Obligation: During the worst fighting, my sister got engaged.  She held the wedding over my head.  She wrote me, emailed me, phoned -- all with the insistent message that I absolutely must reconcile with her because of her wedding.  She told me that I would make our family look bad.  When I tried to compromise by saying I would attend the ceremony but not the long reception, she raged: "This is my occasion.  You are supposed to be happy for me.  You are supposed to care.  If you don't come to the reception, you can't come at all."

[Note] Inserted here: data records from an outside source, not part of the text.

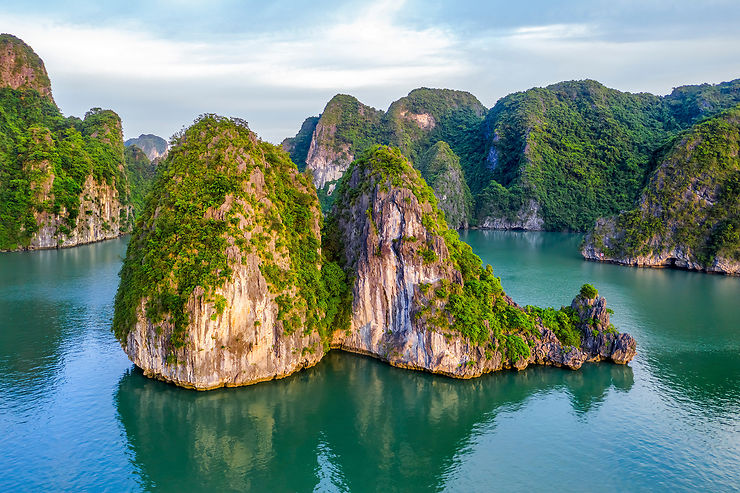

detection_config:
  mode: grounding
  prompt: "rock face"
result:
[306,94,383,202]
[0,35,133,251]
[582,106,740,275]
[113,140,635,390]
[27,111,133,250]
[416,141,473,229]
[329,147,635,378]
[290,88,486,211]
[124,145,161,217]
[280,116,319,172]
[478,199,545,231]
[474,80,740,231]
[124,134,167,161]
[113,115,331,390]
[0,34,53,101]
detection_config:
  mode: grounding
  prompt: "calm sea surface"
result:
[0,231,740,493]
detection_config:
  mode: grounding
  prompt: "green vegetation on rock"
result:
[113,115,346,348]
[476,81,668,230]
[415,141,473,229]
[0,88,128,250]
[0,34,53,101]
[326,146,600,354]
[281,116,319,173]
[586,105,740,268]
[474,80,740,231]
[124,145,157,217]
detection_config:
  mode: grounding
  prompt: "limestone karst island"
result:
[0,0,740,492]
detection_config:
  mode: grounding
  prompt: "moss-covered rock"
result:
[124,134,168,162]
[0,34,53,102]
[474,80,740,231]
[290,88,486,212]
[325,146,634,378]
[0,35,139,250]
[415,141,473,229]
[113,115,344,389]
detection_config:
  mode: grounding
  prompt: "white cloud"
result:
[3,1,468,89]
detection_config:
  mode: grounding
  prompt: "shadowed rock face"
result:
[416,141,473,229]
[581,106,740,275]
[113,136,635,390]
[124,134,167,161]
[114,116,324,390]
[0,34,133,251]
[0,34,53,101]
[329,147,635,378]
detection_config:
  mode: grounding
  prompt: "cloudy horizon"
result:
[0,0,740,143]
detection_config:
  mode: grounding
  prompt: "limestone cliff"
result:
[280,116,319,172]
[306,94,383,202]
[0,35,133,251]
[113,115,341,390]
[327,146,635,378]
[415,141,473,229]
[292,88,486,211]
[582,106,740,275]
[0,34,53,101]
[124,134,168,161]
[474,80,740,231]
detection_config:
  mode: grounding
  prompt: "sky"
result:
[0,0,740,143]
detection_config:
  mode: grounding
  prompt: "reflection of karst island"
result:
[113,115,635,390]
[115,351,634,491]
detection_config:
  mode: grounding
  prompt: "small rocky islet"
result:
[113,115,636,390]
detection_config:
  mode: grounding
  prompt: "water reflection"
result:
[0,239,126,414]
[115,352,633,491]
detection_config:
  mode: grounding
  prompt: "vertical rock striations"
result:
[415,141,473,229]
[306,94,383,204]
[0,35,133,251]
[0,34,54,102]
[290,88,486,217]
[124,134,168,162]
[582,106,740,275]
[113,115,342,390]
[327,147,635,378]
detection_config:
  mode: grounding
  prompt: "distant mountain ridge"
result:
[284,79,740,236]
[123,134,168,161]
[0,34,152,250]
[283,88,486,227]
[582,105,740,275]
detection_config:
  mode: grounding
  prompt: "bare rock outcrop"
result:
[581,106,740,275]
[0,34,53,101]
[114,115,326,390]
[329,147,635,378]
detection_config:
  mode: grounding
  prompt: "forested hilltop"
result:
[284,79,740,231]
[283,88,486,227]
[583,105,740,274]
[0,34,153,250]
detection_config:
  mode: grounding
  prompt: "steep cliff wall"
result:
[474,80,740,231]
[0,35,133,251]
[582,106,740,275]
[0,34,54,102]
[294,88,486,217]
[113,115,341,390]
[415,141,473,229]
[327,147,635,378]
[280,116,319,172]
[306,94,383,203]
[124,134,168,161]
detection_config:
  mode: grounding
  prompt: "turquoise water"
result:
[0,231,740,492]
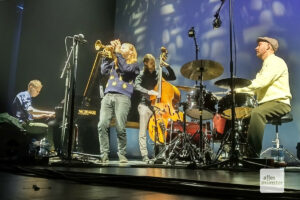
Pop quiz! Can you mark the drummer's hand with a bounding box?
[148,90,158,96]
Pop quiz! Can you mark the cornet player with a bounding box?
[98,40,140,163]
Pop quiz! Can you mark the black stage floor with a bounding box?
[0,158,300,199]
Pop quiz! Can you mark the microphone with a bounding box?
[188,27,195,37]
[213,0,225,29]
[73,33,87,44]
[213,13,222,28]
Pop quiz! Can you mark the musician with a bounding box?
[12,80,55,151]
[98,40,140,163]
[236,37,292,157]
[134,54,176,162]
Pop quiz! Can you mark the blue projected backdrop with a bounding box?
[115,0,300,155]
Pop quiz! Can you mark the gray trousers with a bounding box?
[247,101,291,157]
[98,93,131,155]
[138,103,153,156]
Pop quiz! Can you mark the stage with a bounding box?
[1,157,300,199]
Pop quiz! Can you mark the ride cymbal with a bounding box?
[180,60,224,81]
[215,78,251,89]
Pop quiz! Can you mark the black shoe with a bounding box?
[101,153,109,163]
[143,156,149,163]
[118,153,128,163]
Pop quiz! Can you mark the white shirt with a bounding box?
[236,54,292,105]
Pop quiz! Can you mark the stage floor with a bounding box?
[0,158,300,199]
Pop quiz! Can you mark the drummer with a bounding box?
[236,37,292,158]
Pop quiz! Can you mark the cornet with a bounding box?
[95,40,116,59]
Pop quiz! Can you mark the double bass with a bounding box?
[148,47,183,144]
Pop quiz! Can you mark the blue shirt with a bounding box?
[12,91,33,122]
[101,53,140,98]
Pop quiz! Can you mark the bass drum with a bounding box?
[186,89,218,120]
[167,121,211,145]
[218,93,257,120]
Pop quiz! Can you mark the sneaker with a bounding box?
[118,153,128,163]
[101,153,109,163]
[143,156,149,163]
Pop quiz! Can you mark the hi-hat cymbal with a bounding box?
[215,78,251,89]
[180,60,224,81]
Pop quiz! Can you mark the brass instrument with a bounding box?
[83,40,116,104]
[95,40,115,59]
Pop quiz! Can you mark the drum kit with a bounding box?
[154,57,256,165]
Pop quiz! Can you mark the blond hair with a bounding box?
[28,80,43,89]
[124,43,137,64]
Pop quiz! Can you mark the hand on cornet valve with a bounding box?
[110,39,121,53]
[160,60,170,67]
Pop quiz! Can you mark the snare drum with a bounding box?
[218,93,257,119]
[186,89,218,120]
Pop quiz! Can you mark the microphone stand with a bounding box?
[60,38,79,160]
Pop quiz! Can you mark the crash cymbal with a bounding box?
[215,78,251,89]
[180,60,224,81]
[175,85,197,92]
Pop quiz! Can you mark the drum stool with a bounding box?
[260,113,299,163]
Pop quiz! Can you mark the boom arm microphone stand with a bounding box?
[188,27,204,159]
[60,37,79,160]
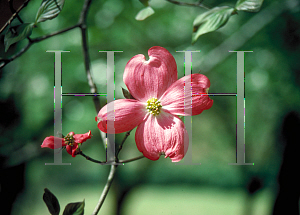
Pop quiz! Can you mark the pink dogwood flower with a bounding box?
[97,46,213,162]
[41,131,92,157]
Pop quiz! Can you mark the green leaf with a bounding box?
[35,0,65,23]
[63,200,84,215]
[121,87,135,99]
[235,0,264,12]
[192,6,234,43]
[135,6,154,21]
[139,0,149,7]
[43,188,60,215]
[4,23,34,52]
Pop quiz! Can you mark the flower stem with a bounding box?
[92,165,118,215]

Guilt: She said that unless I changed my job as she dictated, I would be a bad daughter to our parents.  I asked her for her meaning.  She said, "Have you seen how much hospitals cost?  You need to have a million dollars to give Mom and Dad if they are ever hospitalized.  How are you going to do that with your job?"  I asked her, "Do you have a million dollars saved to give Mom and Dad?"  She didn't answer.  If I was late by even ten minutes (although she was always late), she would start ripping into me, telling me how I was wasting her time.   Later, after her son was born, she wrote how she wished he could know me but that she couldn't even tell him about his aunt.  When I got married, a few years after I severed contact with her, she yelled at my parents, telling them they had to make me invite her.  My parents, to their credit, tried.  Yet, in a long angry blog post, she skewered them for not getting that invite, called them weak.

Sigh.  I don't want to live with her voice in my head.  In the mornings, I walk to a park, walk through stretches of man-made wood.  A bird perched on a branch above sings the same note twice, pauses, sings those same notes again.  His song is beautiful, mine torturous.  Many days, I try to remember that her actions are hers alone, that I need not internalize them.  One of these days, my notes will be as clear as the bird's.